CONTINUED FROM LAST WEEK
THE thirty-months’ Civil war which has just ended had witnessed and produced many tragedies, including unproductive expenditure of vast sums of money, enormous destruction of property, considerable slowing down of progress, and incalculable sufferings and deprivations.
It is our fervent and declared aim to erase the physical and psychological effects of these tragedies as quickly as human ingenuity can contrive to repair the damage, to retrieve lost ground, and to promote concord and unity in place of bitterness and enmity.
Whether or not we succeed in achieving our aim depends wholly and solely on the thoroughness with which we are able to remove the basic causes of our national ills, and the extent to which we are resolved, from now on, to steer clear of those causes, and tread a new path of national sanity and rationality.
I have said it before, and I want to say it again, that the causes of our national maladies are essentially economic. It is important, therefore, for us to bear it in mind that if we failed to find the right solutions to our economic problems, we would not succeed in solving our political and social problems.
About 2,400 years ago, Plato, the master-mind, said in THE REPUBLIC as follows:
‘A State … arises out of the needs of mankind; no one is self-sufficing, but all of us have many wants …
‘Then as we have many wants, and many persons are needed to supply them, one takes a helper for one purpose and another for another, and when the helpers and partners are gathered together in one habitation the body of inhabitants is termed a State.
‘And they exchange with one another, and one gives, and another receives, under the idea that the exchange will be
for their good.’
He then declared, rightly and unassailably in my view, that: ‘the true creator of a State is necessity which is the mother of our invention. The first and greatest of necessities is food … the second is dwelling, and the third clothing and that sort of thing.’
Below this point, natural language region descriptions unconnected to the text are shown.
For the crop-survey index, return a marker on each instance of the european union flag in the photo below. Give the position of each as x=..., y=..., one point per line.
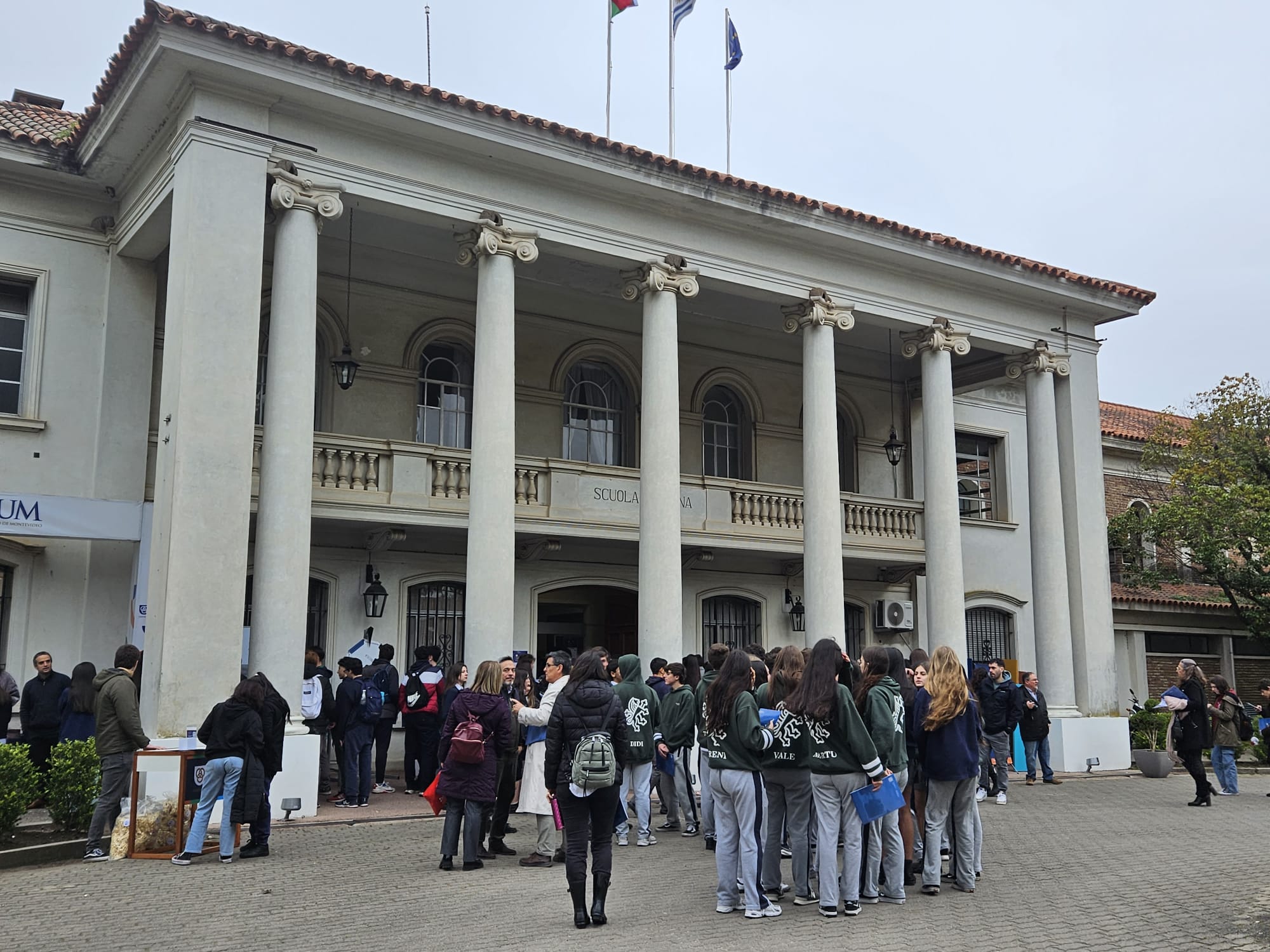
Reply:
x=733, y=48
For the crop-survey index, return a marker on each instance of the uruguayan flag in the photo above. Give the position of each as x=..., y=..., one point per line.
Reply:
x=681, y=10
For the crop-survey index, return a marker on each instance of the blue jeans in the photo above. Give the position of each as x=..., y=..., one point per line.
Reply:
x=220, y=780
x=1034, y=748
x=1224, y=766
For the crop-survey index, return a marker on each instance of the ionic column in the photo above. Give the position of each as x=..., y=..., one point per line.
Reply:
x=285, y=516
x=493, y=247
x=661, y=573
x=946, y=583
x=822, y=503
x=1052, y=615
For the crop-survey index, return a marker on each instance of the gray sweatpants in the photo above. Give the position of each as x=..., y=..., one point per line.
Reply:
x=835, y=814
x=951, y=804
x=739, y=804
x=789, y=802
x=887, y=846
It is clear, therefore, that the sole justification of a State is the economic advantages which division of labour, and exchange can confer on the inhabitants of the State. Groups of families, or of individuals if you like, do not aggregate and unite in one community just for the love of one another. The compelling motivation is economic; and political arrangements are necessary only in order to lay a firm and stable base for economic growth and prosperity, and regulate economic relations and intercourse between the inhabitants of the State. Take away economic motivation, and the natural legitimacy or justification, as well as the automatic and self-sustaining cohesion of the State disappears.
It is imperative that we should keep this cardinal point vividly in our minds as we venture forward to re-create Nigeria. It is not in dispute that we had fought ‘to keep Nigeria one’ partly because of our strong patriotic sentiments for a united Nigeria. But whether we are conscious of it or not, it is also true that the overriding motivation for fighting ‘to keep Nigeria one’ is economic.
We all have a vision – never mind the degree of clarity in every individual case – of a country with enormous material and manpower resources, and a large, viable, and self-contained market, capable of being transformed into a modern economy. within a comparatively short time, and of enhancing the prosperity and social well-being of all its citizens without discrimination. We also have a vision of a potentially economic, and hence political, giant in Africa,
in every sense of the word. A diminution of the Nigerian territory would falsify our vision, dash our hopes, and specifically deprive us of the unlimited economic advantages derivable from a united Nigeria. Hence we felt ourselves compelled to fight – and to do so valiantly ‘to keep Nigeria one’. Similarly, the hope of an assured greater economic prosperity and social well-being in a united Nigeria, in contradistinction to the comparative niggardliness of a fragmented portion of the country, is the mainspring for the smoothness with which the process of reintegration is now taking place.
I would like to emphasise that, ifall these economic hopes were falsified, though dedicated leaders in the country for the time-being, by whipping up patriotic sentiments, would still no doubt succeed in keeping the country united, yet they would only do so at great cost to social progress, and to the well-being of the individual Nigerian citizens.
My case then is that, in order to keep Nigeria harmoniously united, and, at the same time, fulfil the natural, ultimate, supreme, and inalienable purpose of that unity, the present and future rulers of this country must place the most crucial emphasis on, and attach the utmost importance to, the advancement of the economic prosperity and social well-being of the entire people of Nigeria without exception or discrimination.